September 2019
The feast day of the Dormition of the Virgin, the most important Orthodox feast after Easter, which is the Feast of Feasts, took place on August the 15th. I’m not at all sure, but I suspect that the population of Kalamata and environs practically doubled at that time; in any case, churches were packed with families observing this sacred tradition. I know my sons and their families did the right thing. The Falling Asleep of Mary, known to Catholics as the Assumption, marks the end of the holiday period: on the 16thof August the roads to Athens are always clogged, and traffic is heavy for some days afterwards.
Summer was fairly slow in starting, and now it seems determined to linger, with the season of mists and mellow fruitfulness being postponed. The heat continues, with temperatures in the low thirties every day, and although the holiday period is over, with the start of the school year looming, the beaches are still fairly crowded. Granddaughter Natalia (3) starts kindergarten next week, and her brother Orestes (6) begins his formal school career soon after. I’m the one feeling nervous!
It has been fun being with the aforementioned littlies, who came to see me on my birthday. In passing, I observe that birthdays seem to be coming every six months at this stage. Natalia was so excited that she decided to open my presents herself. We ate great helpings of ice-cream cake, and then N and O changed into their bathers and went outside to play with the hose and with my watering-cans. O was, predictably, quite unable to resist emptying a full watering-can over N’s head. But she is well able to look after herself, gave him a shove, and kept on playing.
Such moments provide some light relief from worrying over the state of the world, which certainly does not improve. Not to put too fine a point on it, I’m tired of creeps and charlatans being in charge, and wilfully doing great harm. In the short space of a week, there have been at least 75000 fires in the Amazon Basin, Australia has tried to deport an inoffensive Tamil family, and has detained it on Christmas Island instead (ignoring the fact that the two little girls concerned were born in Australia), and Britain’s Parliament (the Mother of Parliaments!) is set to be prorogued very shortly. It seems to me that Boris Johnson, Britain’s unelected Prime Minister, had better watch his step: he is doing what Charles the First did, and we know what happened to him! As famous historian Simon Schama has said: ‘Welcome to the seventeenth century, everyone!’
Speaking of the seventeenth century, Francis Bacon, who died in 1626, was famous for his Essays, among other things: he is usually thought of as the pioneer of the scientific method, the father of empiricism.

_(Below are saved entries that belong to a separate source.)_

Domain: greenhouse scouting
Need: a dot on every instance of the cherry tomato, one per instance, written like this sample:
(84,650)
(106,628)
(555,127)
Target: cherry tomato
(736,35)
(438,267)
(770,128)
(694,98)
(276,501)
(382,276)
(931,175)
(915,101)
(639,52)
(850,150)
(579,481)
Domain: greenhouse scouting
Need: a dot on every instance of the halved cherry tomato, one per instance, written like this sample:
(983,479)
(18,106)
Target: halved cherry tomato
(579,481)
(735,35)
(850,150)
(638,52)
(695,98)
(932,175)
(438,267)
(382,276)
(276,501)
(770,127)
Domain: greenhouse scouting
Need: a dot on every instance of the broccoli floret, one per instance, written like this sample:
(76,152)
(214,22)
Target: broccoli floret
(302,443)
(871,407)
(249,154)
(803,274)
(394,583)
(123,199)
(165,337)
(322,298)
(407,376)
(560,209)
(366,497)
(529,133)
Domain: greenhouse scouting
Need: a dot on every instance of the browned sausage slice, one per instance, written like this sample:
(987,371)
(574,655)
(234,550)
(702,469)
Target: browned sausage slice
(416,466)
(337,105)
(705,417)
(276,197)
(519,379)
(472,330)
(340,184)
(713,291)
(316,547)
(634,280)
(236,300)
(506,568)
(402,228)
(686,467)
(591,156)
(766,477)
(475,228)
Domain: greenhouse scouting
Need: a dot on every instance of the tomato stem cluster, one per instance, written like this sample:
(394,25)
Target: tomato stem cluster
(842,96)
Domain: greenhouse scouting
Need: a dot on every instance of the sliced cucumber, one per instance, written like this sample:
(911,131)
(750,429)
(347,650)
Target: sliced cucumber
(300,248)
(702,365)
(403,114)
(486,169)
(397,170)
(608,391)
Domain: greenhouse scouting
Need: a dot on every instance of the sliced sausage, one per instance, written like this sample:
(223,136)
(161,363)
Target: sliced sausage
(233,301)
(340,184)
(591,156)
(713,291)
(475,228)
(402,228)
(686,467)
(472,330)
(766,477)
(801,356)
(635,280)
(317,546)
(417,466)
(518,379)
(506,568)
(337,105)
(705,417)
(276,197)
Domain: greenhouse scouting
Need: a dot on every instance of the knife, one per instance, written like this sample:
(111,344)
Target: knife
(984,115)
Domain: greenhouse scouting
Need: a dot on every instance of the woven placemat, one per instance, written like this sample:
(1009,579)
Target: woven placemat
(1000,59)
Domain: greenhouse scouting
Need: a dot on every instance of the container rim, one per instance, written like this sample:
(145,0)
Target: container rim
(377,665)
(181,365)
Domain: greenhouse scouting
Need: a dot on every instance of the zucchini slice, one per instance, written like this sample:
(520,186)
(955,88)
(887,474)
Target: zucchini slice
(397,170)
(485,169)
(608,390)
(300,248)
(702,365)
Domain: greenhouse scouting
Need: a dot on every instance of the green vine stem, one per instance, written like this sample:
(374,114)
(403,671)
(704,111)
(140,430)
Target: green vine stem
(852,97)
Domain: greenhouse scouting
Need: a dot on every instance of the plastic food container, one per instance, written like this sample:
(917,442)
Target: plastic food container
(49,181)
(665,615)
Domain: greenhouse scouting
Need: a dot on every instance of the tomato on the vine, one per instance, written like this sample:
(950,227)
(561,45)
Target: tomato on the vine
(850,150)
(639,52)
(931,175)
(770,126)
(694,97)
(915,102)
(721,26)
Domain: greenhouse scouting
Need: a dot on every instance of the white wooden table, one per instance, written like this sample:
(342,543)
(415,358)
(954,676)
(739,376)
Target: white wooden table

His famous essay on the matter of truth starts with the lines: ‘What is Truth? said jesting Pilate, and would not stay for an answer.’ How wise Pilate was. I wonder whether today’s politicians ever ask themselves this question. If so, they do not seem particularly interested in the answer. Perhaps politicians never were.
In the meantime Greek politics seems to go fairly quietly on. Of course this state of affairs cannot last: we are still in the honeymoon period, I suspect. Prime Minister Mitsotakis made various promises, as politicians are wont to do. One of these was a vow to enforce the anti-smoking law that has been on the statute books for years, but predictably more honoured in the breach than in the observance. I wish him luck.
We have our share of buskers in Kalamata, with some naturally being better than others. Those with piano accordions seem able to play only one song, which is The Anniversary Waltz, a song for which I reserve a particular loathing, so that I often pay such people to go away. But there is a quite talented violinist, an older man who plays a variety of tunes in the main street very regularly. And every so often we get surprises, as happened recently when a young saxophonist and a guitarist started playing popular numbers. Although I don’t know how many inhabitants of Kalamata are familiar with Porgy and Bess and Summertime.It was very pleasant just to stand there and listen, however, and I was pleased to see quite a goodly number of coins landing in the guitar case.
And then they started to play, of all old numbers, Rock Around the Clock.I couldn’t believe it, and perhaps one or two passers-by wondered why I was grinning from ear to ear. All those memories of Bill Haley and His Comets, not to mention the Bill Haley curl: I can’t see that fashion catching on again. Of course I stood and listened for the duration, with one foot tapping. The only disappointment was that there was nobody nearby to jive with. Probably just as well. I’m still considered an eccentric foreigner: there’s no need to add to my reputation in this way.